On Monday 22 March 2010, Bruno Machado wrote:
I have some questions regarding the shared memory.
I'm working with the
version 1.5.2 and its environment is quite simple. It does'nt storage any
informations in the memory, like dialplan, contacts of subscribers,
carrierroute, LCR and etc. The only purpose of this server is being a
redirect server. Some calls have several possible destinations, reaching
easily 12 contacts. The config.h's constant MAX_BRANCHES is set in 12, the
default number. Ok. Like I said, almost the requests have more than 12
possible contacts. When it happens, Kamailio logs these messages:
/usr/local/kamailio-1.5.2/sbin/kamailio[26188]: ERROR:core:append_branch:
max nr of branches exceeded
/usr/local/kamailio-1.5.2/sbin/kamailio[26188]: ERROR:pv:pv_set_branch:
append_branch action failed
[..]
/usr/local/kamailio-1.5.2/sbin/kamailio[25492]: ERROR:core:add_avp: no more
shm mem /usr/local/kamailio-1.5.2/sbin/kamailio[25492]:
ERROR:exec:exec_avp: unable to add avp
Kamailio stills running but it is not possible to route any request. All
the new incoming calls generates the same error: 'no more shm mem'. I
changed the size of shared memory, running Kamailio with '-m 64', but the
server stopped again after some days.

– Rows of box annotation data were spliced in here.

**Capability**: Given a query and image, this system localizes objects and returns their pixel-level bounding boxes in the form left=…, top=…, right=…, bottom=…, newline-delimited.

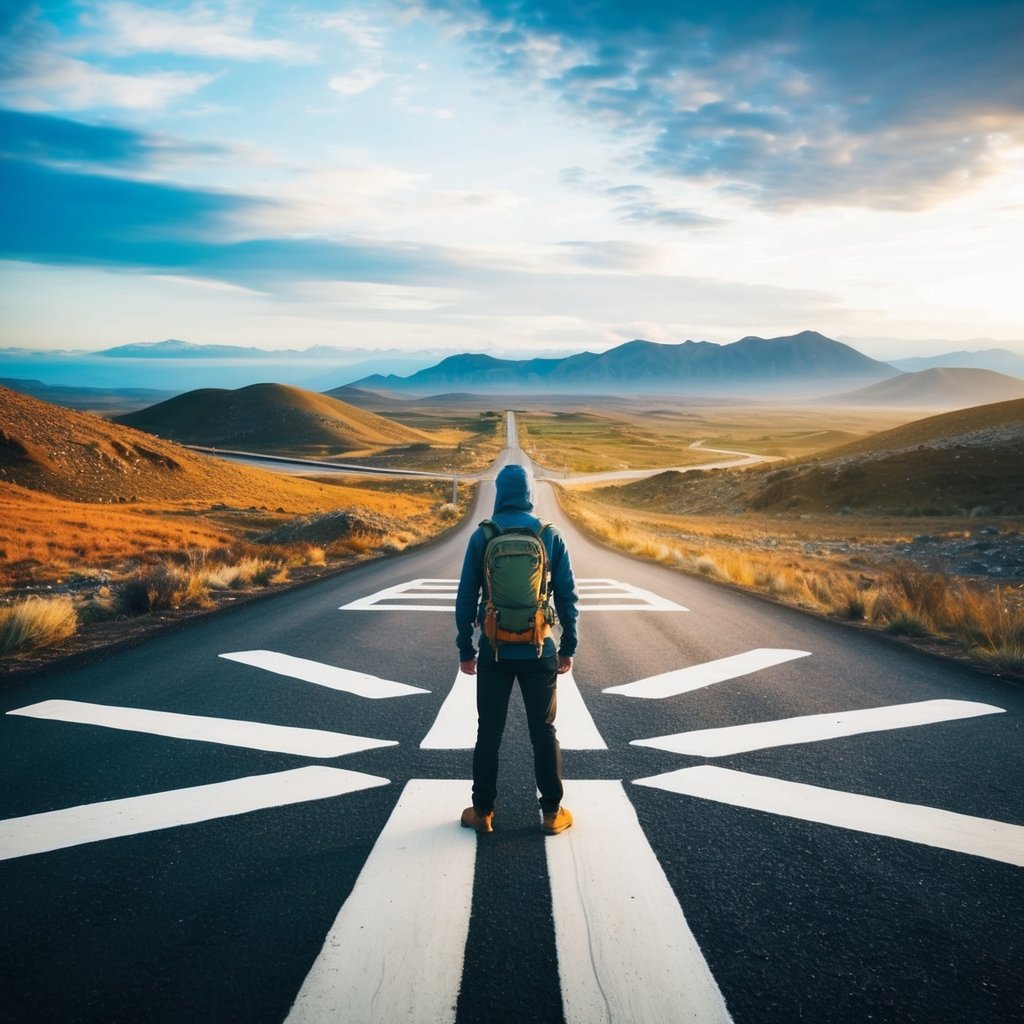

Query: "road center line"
left=604, top=647, right=811, bottom=700
left=637, top=765, right=1024, bottom=867
left=0, top=765, right=388, bottom=860
left=287, top=779, right=476, bottom=1024
left=632, top=700, right=1005, bottom=758
left=420, top=672, right=607, bottom=751
left=7, top=700, right=397, bottom=758
left=220, top=650, right=430, bottom=699
left=545, top=781, right=731, bottom=1024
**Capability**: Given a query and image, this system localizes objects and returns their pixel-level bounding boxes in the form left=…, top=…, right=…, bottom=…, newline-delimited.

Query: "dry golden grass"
left=558, top=488, right=1024, bottom=673
left=0, top=596, right=78, bottom=656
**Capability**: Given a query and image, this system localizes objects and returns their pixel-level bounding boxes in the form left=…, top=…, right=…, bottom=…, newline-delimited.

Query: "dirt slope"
left=600, top=399, right=1024, bottom=515
left=117, top=384, right=429, bottom=455
left=0, top=387, right=380, bottom=512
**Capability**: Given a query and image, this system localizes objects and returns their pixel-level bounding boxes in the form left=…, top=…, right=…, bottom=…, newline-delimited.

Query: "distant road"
left=191, top=444, right=455, bottom=480
left=0, top=409, right=1024, bottom=1024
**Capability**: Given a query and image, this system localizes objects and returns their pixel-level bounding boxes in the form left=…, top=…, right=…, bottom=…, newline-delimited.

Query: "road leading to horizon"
left=0, top=411, right=1024, bottom=1024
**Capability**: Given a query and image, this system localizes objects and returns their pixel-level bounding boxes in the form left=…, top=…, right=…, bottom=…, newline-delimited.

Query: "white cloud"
left=328, top=68, right=388, bottom=98
left=0, top=53, right=217, bottom=111
left=88, top=3, right=314, bottom=62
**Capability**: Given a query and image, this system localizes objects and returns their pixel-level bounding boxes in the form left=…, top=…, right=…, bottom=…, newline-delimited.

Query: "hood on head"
left=495, top=465, right=534, bottom=512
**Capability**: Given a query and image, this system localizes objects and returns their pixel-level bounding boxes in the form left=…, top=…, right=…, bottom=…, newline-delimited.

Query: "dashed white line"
left=7, top=700, right=397, bottom=758
left=0, top=765, right=388, bottom=860
left=604, top=647, right=811, bottom=700
left=287, top=779, right=476, bottom=1024
left=637, top=765, right=1024, bottom=867
left=633, top=700, right=1005, bottom=758
left=220, top=650, right=430, bottom=699
left=545, top=781, right=731, bottom=1024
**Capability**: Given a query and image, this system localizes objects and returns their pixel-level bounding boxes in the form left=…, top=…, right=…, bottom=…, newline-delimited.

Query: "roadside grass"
left=0, top=479, right=473, bottom=659
left=0, top=596, right=78, bottom=657
left=556, top=487, right=1024, bottom=673
left=516, top=398, right=915, bottom=473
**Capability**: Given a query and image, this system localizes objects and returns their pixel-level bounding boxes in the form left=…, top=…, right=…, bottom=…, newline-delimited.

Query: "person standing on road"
left=455, top=465, right=579, bottom=836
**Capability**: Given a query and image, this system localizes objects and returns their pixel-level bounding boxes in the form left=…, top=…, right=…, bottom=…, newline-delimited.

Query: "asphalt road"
left=0, top=417, right=1024, bottom=1024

I see the options:
- increase MAX_BRANCHES
- increase again 'm' parameter (but it will just add more some days in the
running time) - reduce the maximum number of contacts to 11 of the script
that returns them to Kamailio
So, my doubts are:
- is it possible to have a memory leak when the message "max nr of branches
exceeded" is showed? - changing '-m parameter' to a higher value, like
256, could affect the performance?
Hi Bruno,
this looks indeed like an memory leak in the code path that is executed during
the error. Also possible is that there is (really small) mem leak in another
code path, that gets executed a lot.
Another (unlikely) option could be that this problem is caused from shared
memory fragmentation, as you noticed that the server gets some traffic. How
often this error happens? Do you can clearly correlate this to the error logs
you notice?
Anyway, you should increase the shared memory setting to 512M or higher,
depending on the system memory. It has no negative performance impact.